Well, in the case of extractive industries like mining, the answer would have to be that it's the existence of a valuable natural resource that will guarantee that infrastructure will follow. And many other examples can be given of the fact that sometimes the creation of infrastructure is a consequence of investment - rather than the existence of infrastructure being a precondition for investment. But there are other cases in which, if the infrastructure does not already exist, then there can be no hope of any investment.
Take for example a recent report on tourism trends in Kenya and Tanzania: the Tanzanian Prime Minister informed the National Assembly that the government was proposing to profit from the current boom in tourism within East Africa by the construction of new infrastructure around the Serengeti National Park.
Now although these two nations have a great deal in common, there is one fundamental difference between them: Tanzania is significantly poorer than Kenya. And a good part of why Kenya is better off is due to the fact that Kenyan infrastructure - pathetic as it may seem to a Kenyan returning home from a prolonged visit to the US - is very much better than that of Tanzania.
The Serengeti-along with the Maasai Mara Game Reserve in Kenya - form part of a continuing grasslands ecosystem that has been made famous by the annual wildebeest migrations that involve about a million and a half animals crossing from the Mara into the Serengeti plains. But a look at the comparative revenues from this great wildlife spectacle tells a strange story: the Massai Mara is only about one sixth the size of the Serengeti, and the vast wildebeest herds only spend two months of the year there, before returning to the Serengeti plains. Yet Kenya collects 20 times as much as Tanzania does, from this jointly-owned tourist attraction. And the reason for this is that the Kenyan side has superior infrastructure - a better network of roads, airstrips, and so on - that supports far more hotels and lodges than are to be found in the Serengeti. So if judged purely by regional standards - as opposed to international standards - Kenyan infrastructure is to be envied rather than despised.

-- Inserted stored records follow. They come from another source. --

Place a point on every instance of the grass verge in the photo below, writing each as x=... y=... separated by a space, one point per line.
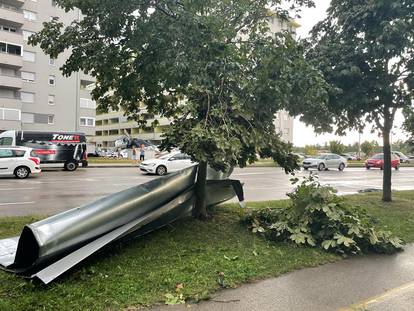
x=141 y=271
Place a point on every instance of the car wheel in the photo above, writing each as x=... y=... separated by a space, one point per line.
x=321 y=167
x=161 y=170
x=71 y=166
x=22 y=172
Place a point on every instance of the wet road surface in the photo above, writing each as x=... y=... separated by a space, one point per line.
x=55 y=190
x=369 y=283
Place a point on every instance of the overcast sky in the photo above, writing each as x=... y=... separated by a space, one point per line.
x=303 y=135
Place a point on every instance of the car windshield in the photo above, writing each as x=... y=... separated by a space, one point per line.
x=166 y=157
x=378 y=156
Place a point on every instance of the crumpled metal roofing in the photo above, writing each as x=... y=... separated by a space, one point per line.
x=48 y=248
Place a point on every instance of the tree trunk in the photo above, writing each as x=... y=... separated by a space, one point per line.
x=387 y=173
x=200 y=209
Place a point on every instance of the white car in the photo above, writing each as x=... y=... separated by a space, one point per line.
x=325 y=161
x=168 y=163
x=18 y=161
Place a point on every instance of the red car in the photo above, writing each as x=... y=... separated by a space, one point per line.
x=378 y=161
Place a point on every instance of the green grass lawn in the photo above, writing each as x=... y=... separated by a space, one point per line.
x=141 y=271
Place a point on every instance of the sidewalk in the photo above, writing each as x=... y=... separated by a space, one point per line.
x=375 y=283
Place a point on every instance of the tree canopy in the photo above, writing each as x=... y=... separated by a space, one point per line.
x=366 y=51
x=212 y=67
x=335 y=146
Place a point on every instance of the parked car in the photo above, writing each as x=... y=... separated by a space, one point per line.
x=349 y=157
x=326 y=161
x=53 y=148
x=377 y=161
x=18 y=161
x=166 y=164
x=402 y=156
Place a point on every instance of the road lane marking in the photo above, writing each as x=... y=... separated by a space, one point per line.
x=17 y=203
x=392 y=293
x=13 y=189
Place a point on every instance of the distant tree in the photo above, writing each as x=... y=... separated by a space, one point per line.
x=367 y=147
x=212 y=67
x=365 y=49
x=336 y=146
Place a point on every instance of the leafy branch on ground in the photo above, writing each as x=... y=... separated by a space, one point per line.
x=318 y=217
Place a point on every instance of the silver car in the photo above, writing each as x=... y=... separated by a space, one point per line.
x=325 y=161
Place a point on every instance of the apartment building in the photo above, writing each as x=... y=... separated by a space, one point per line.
x=33 y=93
x=111 y=126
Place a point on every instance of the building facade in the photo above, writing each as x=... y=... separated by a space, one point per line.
x=33 y=93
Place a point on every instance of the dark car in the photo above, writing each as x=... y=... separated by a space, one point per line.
x=377 y=161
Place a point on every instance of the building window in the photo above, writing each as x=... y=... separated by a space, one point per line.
x=51 y=100
x=50 y=119
x=27 y=97
x=27 y=34
x=29 y=15
x=87 y=103
x=10 y=114
x=10 y=48
x=52 y=80
x=84 y=121
x=29 y=56
x=27 y=117
x=7 y=28
x=28 y=76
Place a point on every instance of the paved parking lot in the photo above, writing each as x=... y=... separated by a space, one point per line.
x=55 y=190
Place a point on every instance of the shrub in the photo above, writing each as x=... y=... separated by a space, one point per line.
x=318 y=217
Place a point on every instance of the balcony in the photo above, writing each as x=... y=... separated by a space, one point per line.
x=12 y=14
x=12 y=37
x=11 y=60
x=10 y=102
x=11 y=82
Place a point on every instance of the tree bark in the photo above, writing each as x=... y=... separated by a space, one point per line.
x=200 y=209
x=387 y=173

But investment, at the end of the day, is only a means to a greater goal, which is to generate economic development. And when it comes to development issues in general, there are situations in which a truly poor country will benefit in a way that a slightly better off neighbour cannot. Take, for example, the Highly Indebted Poor Countries Initiative of the World Bank and the IMF. Under this arrangement, the debts of the 38 poorest countries in the world, most of them in sub-Saharan Africa, were substantially written off by the lending institutions. There were conditions attached to this, but it was a massive debt write-off all the same.
In East Africa, Tanzania and Uganda qualified for the debt relief, but Kenya did not. Now, you would think that Kenyans would regard this as a compliment. After all, it cannot be a matter of national pride that your country is identified as highly indebted and poor.
But that is not how many Kenyans saw it. Both political leaders, and ordinary people, were prompt in expressing their outrage at the fact that Kenya had been left out of this beneficial programme. The argument raised was that Kenya was being punished for having been diligent in paying its debts, and for struggling to live within its means, while neighbouring countries, which had recklessly piled up loans beyond their capacity to repay, were now being rewarded for their folly. The more enterprising commentators took it a step farther, and presented convincing approximations on how many classrooms or clinics, how many kilometres of paved roads, and how many additional schoolteachers and nurses the government of Kenya would be able to employ if it could convert the money currently used on annual debt repayment to providing services to its people. And this line of argument invariably concluded with a demand that Kenya should immediately be placed on that list of poorest nations, so that it too could benefit from the Debt Cancellation Program.
So, whereas in tourism it pays to have some money if you are to create the infrastructure needed for success when it comes to the global programmes, run by the World Bank and the IMF, it's being poor and heavily indebted that will get you a big slice of the cake.